Já adulta, mas ainda antes de ser mãe, havia tentado empreender algumas vezes, em paralelo aos meus empregos como analista de sistemas. 

Tive loja online de camisetas geek, consultoria de estilo e até alguns aplicativos, como uma rede social de moda e beleza e um app para match entre pessoas, “estilo Tinder”. Mas meus negócios não deram muito certo…

Muitas vezes, me faltou conhecimento para empreender, e lá ia eu correr atrás de aprender. Outras, o que me faltou foi maturidade, experiência de vida.

Eu também não tinha o principal: um problema para resolver que realmente me envolvesse — e para o qual eu visse sentido em me entregar. Além disso, sempre tive interesse por muitas áreas, o que me fazia sentir constantemente perdida

Em busca de tentar me achar, fiz algumas sessões de coaching e mergulhei profundamente num processo de autoconhecimento.

Em uma das sessões, minha coach me perguntou como me via no futuro. Respondi que me visualizava em uma capa de revista como uma empresária de sucesso e uma filha no colo. Talvez esse tenha sido um prenúncio do que seria a Mãe Freela

UM ANO E MEIO DEPOIS DO NASCIMENTO DA MINHA FILHA, VOLTEI A TRABALHAR — MAS VI MINHA DEDICAÇÃO SER QUESTIONADA

Penso que tive dois grandes momentos de transformação nos últimos cinco anos: o nascimento da minha filha e, depois, a fundação da Mãe Freela. Foram dois grandes choques que fizeram meu coração dar uma parada e voltar batendo renovado.

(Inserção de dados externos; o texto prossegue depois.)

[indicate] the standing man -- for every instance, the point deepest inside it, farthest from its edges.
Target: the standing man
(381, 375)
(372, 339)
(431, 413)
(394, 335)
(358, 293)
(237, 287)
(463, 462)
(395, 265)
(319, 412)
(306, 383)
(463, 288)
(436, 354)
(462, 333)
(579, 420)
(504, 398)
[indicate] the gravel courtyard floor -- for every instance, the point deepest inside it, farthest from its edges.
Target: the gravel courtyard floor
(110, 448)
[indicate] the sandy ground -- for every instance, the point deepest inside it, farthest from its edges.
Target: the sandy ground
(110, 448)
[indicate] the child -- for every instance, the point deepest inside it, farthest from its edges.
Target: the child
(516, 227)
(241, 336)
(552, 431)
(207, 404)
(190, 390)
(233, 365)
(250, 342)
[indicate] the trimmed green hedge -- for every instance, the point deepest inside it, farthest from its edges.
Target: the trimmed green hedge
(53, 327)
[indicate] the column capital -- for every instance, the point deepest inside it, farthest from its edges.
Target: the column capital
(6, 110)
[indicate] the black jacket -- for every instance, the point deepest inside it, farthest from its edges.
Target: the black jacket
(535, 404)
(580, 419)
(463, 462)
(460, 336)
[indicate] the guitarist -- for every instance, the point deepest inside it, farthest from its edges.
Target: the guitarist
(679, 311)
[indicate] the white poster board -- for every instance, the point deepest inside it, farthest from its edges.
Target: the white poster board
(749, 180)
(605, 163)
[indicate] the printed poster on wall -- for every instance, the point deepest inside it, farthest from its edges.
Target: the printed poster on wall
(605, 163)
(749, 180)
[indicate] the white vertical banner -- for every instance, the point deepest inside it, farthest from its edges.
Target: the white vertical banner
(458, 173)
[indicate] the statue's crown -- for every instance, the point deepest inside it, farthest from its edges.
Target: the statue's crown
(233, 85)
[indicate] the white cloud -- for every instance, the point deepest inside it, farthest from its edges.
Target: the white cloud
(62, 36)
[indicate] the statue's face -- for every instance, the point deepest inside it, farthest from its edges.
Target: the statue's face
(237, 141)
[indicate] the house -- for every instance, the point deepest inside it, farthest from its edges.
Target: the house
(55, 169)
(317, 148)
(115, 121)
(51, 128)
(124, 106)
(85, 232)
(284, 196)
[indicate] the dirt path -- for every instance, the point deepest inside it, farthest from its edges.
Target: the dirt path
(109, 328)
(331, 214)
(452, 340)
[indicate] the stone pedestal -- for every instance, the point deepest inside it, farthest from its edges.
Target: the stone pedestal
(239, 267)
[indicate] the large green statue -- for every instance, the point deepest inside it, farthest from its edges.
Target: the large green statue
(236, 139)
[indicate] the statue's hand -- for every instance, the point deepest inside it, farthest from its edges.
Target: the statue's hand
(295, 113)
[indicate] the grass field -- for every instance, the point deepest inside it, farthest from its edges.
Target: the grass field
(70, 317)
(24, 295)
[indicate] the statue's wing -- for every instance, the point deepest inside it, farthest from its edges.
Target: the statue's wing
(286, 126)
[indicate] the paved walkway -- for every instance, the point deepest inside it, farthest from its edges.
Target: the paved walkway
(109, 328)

Depois que Elena nasceu, passei um longo período dedicada exclusivamente a ela. Quando voltei a trabalhar, minha filha estava com 1 ano e meio, e eu me sentia muito feliz em poder colocar em prática, de novo, meus conhecimentos e minhas ideias.

E mesmo com toda a dificuldade em dormir (pouco), amamentar, cuidar da criança, da casa, da comida…, o fato de trabalhar me dava um ânimo surreal

Sempre gostei muito de trabalhar. E, apesar da minha pausa para a maternidade ter sido super consciente – algo que fiz por querer mesmo –, tinha chegado um momento da minha vida que não suportava mais ficar em casa parada.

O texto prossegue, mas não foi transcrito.